County Commissioners are looking at alternative sources of funding in order to move forward on major projects since a one-half sales tax was defeated by voters in 2022.
Consideration about where and how to find these resources came before the BOCC at the April 25 board meeting at the request of County Administrator Jeff Rogers. He was aided by Matt Sansbury, financial advisor of RBC Capital Markets, and Steve Miller, a bond counselor with Nabors, Giblin, and Nickerson.
As most projects are of a public safety nature, these can be funded through a General Obligation (GO) bond. There are two types of GO bonds: Unlimited Tax GO, which has no limit on millage increases, and the Limited Tax GO, which imposes a limit on millage rate increases.
Sansbury added that the Limited Tax Go option is seldom chosen in Florida.
Meanwhile, gas tax revenues to fund capital transportation projects are currently stagnant or declining and are no longer widely used.
A third funding mechanism presented was the Covenant to Budget and Appropriate (CB and A). This approach uses all non-ad valorem revenues minus essential services.
An aspect of this source is that the CB and A method is given its own credit rating — currently the same as the county’s credit rating.
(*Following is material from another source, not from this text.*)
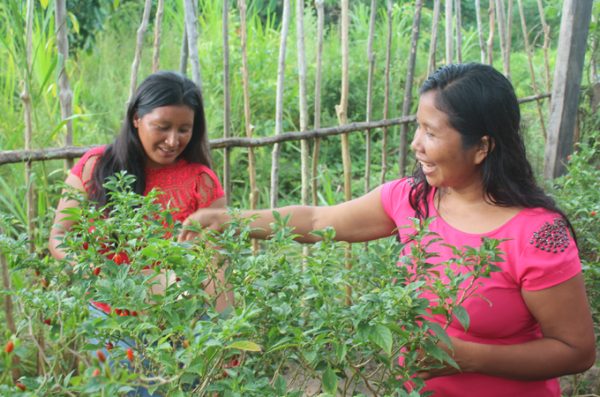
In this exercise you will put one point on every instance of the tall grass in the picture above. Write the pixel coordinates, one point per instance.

Hernando County is rated AA-2 by Moody’s and -$300AA- by Standard & Poor (S&P), the third and fourth highest on the rating scale, respectively.
In the long-term, the CB and A is cheaper overall.
DIFFERENCES IN OPTIONS
As earlier stated, there are two types of GO bonds: Unlimited and Limited. With an Unlimited Tax GO, there is no limit on millage increases.
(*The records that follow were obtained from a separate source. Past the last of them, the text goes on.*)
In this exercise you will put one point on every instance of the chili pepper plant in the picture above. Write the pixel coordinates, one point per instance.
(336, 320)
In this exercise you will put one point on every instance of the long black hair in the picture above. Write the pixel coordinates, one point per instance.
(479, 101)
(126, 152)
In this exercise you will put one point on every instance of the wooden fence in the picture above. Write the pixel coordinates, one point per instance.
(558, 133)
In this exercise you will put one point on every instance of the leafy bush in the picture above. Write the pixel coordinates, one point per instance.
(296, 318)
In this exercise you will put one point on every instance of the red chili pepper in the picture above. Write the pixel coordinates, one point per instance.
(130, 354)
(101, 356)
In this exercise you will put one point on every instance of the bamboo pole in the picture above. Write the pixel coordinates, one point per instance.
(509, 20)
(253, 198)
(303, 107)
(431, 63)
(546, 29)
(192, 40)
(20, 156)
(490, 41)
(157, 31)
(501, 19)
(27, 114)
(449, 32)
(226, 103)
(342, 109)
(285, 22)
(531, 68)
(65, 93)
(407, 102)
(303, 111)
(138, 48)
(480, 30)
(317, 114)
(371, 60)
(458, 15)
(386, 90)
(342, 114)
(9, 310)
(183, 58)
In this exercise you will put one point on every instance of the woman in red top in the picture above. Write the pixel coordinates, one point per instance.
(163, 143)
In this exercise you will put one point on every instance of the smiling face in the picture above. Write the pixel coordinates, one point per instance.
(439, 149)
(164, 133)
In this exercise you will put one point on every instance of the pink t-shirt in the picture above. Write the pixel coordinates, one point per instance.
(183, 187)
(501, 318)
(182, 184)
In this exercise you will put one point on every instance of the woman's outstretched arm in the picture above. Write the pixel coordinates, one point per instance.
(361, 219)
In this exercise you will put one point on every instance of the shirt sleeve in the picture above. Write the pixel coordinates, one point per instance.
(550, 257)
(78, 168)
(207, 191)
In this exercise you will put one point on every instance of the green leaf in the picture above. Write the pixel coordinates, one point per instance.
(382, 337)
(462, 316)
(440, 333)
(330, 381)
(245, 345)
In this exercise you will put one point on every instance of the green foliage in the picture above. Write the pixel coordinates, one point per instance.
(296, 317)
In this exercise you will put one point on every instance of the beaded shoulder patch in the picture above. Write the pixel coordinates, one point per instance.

Hypothetically, a $100-$300 million GO bond would require a millage rate of 0.5000 in the second year of debt service, declining each year. The final year of repayment would result in a millage requirement of 0.212. This projection assumes property values remain unchanged over the course of the bond.
However, if property values increase, the millage rate decreases. While a Limited Tax GO may seem preferable, there is a caveat.
“If property values decline, you have a little bit of an issue,” said Sansbury. “If property values decline quickly and early into the term of the loan, the county could have bigger issues.”
The GO bond needs approval by voters, which neither the gas tax revenues nor CB and A require.
Commissioner Steve Champion stated he was in favor of the GO bonds. He considered anything else to be a circumvention of the voters’ wishes. He was supported by Commissioners Brian Hawkins and Jerry Campbell. Hawkins also recommended prioritizing projects, as well as choosing the Limited Tax GO bond.
WHY THE NEED
County growth has necessitated the need for several projects. Of those Budget Director Toni Brady presented to commissioners, several already have funding mechanisms in place.
• Jail Complex: $173 million (to come from the Sheriff’s budget and General Fund)
• Sheriff’s Training Center; Fire Training Building; new Emergency Operations Center: $50,000,000 (estimated) (to come from the General Fund, unspecified grants, plus the Hernando County Fire Rescue Municipal Services Benefit Unit [HCFR MSBU], and Emergency Medical Services Municipal Services Taxing Unit [EMS MSTU], and an allocation of $500,000 from seized funds)
Also requiring work are:
• Rebuilding the Waterways building to a corrected elevation (from the General Fund and a Resiliency Grant)
• Four additional fire stations (at a projected cost of $32 million, to come from HCFR MSBU, and EMS MSTU). Of the fire stations, No. 15 is currently in the design phase, while No. 16 is in the land acquisition phase. Once designs are complete, these can be replicated for subsequent station construction.
• A warehouse for station logistics and supplies (at a projected cost of $5 million)
• Mosquito control that has outgrown its current facility (price yet to be determined)
No decision nor vote was made. The matter is expected to come back to the BOCC over which projects will require alternative funding. The language that should be included in a referendum will also be discussed.